Republic of the Philippines
SUPREME COURT
Manila

EN BANC

G.R. No. L-1366          November 18, 1903

THE UNITED STATES, complainant-appellee,
vs.
GABRIEL FUSTER, defendant-appellant.

Francisco Dominguez for appellant.
Solicitor-General Araneta for appellee.


MAPA, J.:

The defendant was convicted in the court below of the crime of usurpation and condemned to pay a fine of 2,500 pesetas.

Article 521 of the Penal Code, which punishes this crime, provides as follows:

He, who, by the use of violence or intimidation, shall take possession of any real property or usurp a real right belonging to another, shall, in addition to the penalties which he may incur because of the use of violence, pay a fine equal to from 50 to 100 per cent of the profits which he may have thereby received, but in case less than 325 pesetas. If the profit should be such that it is impossible to determine the amount, then the penalty shall be a fine of from 325 to 3,250 pesetas.

Under this article, among other requisites which are essential for the existence of the offense of usurpation, it is necessary that the real property or the real right, which is supposed to be the object of this crime, be the property of another. In the absence of proof of this fact, no conviction can be had upon an information for this offense.lawphi1.net

In the present case the evidence for the prosecution deals solely and exclusively with the possession and not the ownership of the land alleged to have been usurped by the defendant. All the testimony for the prosecution tends to show the fact, and nothing more than the fact, that the land in question was in possession of Doña Carolina Gomez de la Serna and others at the time of the defendant's forcible entry therein. Furthermore, it appears that the possessors did not make any claim to the ownership of the said land, but only to its possession. Doña Carolina herself says that this land "does not belong to anybody," and that, although she is occupying it, it is only because she is in possession of it. There is, therefore, no evidence that the land is the property of those alleged to have been injured by the offense charged.

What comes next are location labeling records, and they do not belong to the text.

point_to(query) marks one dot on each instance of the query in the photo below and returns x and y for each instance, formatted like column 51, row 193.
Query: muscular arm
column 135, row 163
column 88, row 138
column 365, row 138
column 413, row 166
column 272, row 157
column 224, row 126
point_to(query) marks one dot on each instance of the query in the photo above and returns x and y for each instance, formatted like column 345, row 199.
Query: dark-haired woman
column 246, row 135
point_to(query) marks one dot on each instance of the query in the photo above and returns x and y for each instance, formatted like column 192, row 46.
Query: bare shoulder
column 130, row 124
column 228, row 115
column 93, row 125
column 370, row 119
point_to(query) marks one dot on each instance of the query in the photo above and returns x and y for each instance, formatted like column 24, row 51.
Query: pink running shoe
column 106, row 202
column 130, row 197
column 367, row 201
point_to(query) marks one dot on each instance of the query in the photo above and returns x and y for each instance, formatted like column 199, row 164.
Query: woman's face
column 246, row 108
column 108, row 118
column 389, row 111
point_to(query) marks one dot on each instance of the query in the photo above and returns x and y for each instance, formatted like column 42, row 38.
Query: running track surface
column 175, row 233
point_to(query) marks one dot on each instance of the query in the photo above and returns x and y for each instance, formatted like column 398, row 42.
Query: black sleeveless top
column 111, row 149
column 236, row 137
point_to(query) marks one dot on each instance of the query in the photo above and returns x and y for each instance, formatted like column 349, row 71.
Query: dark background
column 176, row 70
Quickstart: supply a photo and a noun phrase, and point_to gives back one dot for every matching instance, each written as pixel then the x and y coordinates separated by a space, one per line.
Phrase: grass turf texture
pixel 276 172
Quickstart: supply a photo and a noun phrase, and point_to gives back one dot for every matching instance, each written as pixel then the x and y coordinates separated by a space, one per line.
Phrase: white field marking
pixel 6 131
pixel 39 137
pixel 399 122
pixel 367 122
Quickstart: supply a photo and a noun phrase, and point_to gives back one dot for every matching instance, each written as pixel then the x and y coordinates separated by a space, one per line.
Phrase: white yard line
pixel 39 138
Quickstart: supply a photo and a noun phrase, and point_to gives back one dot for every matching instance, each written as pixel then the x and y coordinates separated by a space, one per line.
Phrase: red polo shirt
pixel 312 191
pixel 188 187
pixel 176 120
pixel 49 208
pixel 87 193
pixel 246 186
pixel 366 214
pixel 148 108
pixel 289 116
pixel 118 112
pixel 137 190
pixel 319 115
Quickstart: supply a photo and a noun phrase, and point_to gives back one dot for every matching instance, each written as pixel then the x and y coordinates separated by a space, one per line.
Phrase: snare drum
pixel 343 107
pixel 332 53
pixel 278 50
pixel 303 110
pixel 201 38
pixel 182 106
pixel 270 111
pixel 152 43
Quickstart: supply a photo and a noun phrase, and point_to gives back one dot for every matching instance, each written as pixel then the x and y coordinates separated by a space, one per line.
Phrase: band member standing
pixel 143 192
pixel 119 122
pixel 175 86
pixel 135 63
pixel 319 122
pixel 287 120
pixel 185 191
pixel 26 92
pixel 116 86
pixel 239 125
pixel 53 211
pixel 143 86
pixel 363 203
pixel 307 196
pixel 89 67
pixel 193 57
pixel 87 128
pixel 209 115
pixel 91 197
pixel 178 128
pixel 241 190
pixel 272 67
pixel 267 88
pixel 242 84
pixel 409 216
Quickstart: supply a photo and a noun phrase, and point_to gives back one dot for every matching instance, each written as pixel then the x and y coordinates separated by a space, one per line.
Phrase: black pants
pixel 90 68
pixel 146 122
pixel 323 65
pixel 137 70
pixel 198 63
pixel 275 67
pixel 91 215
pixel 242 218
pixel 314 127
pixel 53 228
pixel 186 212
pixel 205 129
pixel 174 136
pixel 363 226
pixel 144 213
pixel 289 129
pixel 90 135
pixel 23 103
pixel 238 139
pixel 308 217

On the other hand, the defendant offered to prove, by authentic documents, that he was the lawful owner of the land in question. This evidence was rejected in the court below. In this the court erred, for it is unquestionably is an error to exclude proof of the ownership of property in litigation when, as in the case of usurpation, this ownership constitutes a necessary and indispensable element for the determination of the defendant's guilt or innocence. If the defendant herein had sworn that he was the owner of the land in question, there would have been no ground on which he could have been convicted of the offense charged, because no one can, in a legal sense, be guilty of the usurpation of his own property. The law requires that the real property or the real right seized be the property of another, in order that the crime of usurpation may exist.

The error of law into which the court fell in refusing to admit the evidence of ownership offered by the defendant, and against which ruling the defendant duly excepted, would be a sufficient ground for remanding the case for a new trial. We do not, however, consider it necessary to do this, in view of the fact that the prosecution has not proven that the land alleged to have been usurped was not the property of the defendant. The burden lay with the prosecution to prove this fact, and, having failed to do so, we must acquit the defendant, even in the absence of any evidence in his behalf, because of the presumption of innocence to which every defendant is entitled until proven guilty.

We therefore reverse the judgment appealed and acquit the defendant, with the costs of both instances de oficio. So ordered.

Arellano, C.J., Torres, Cooper, Willard, and McDonough, JJ., concur.
Johnson, J., did not sit in this case.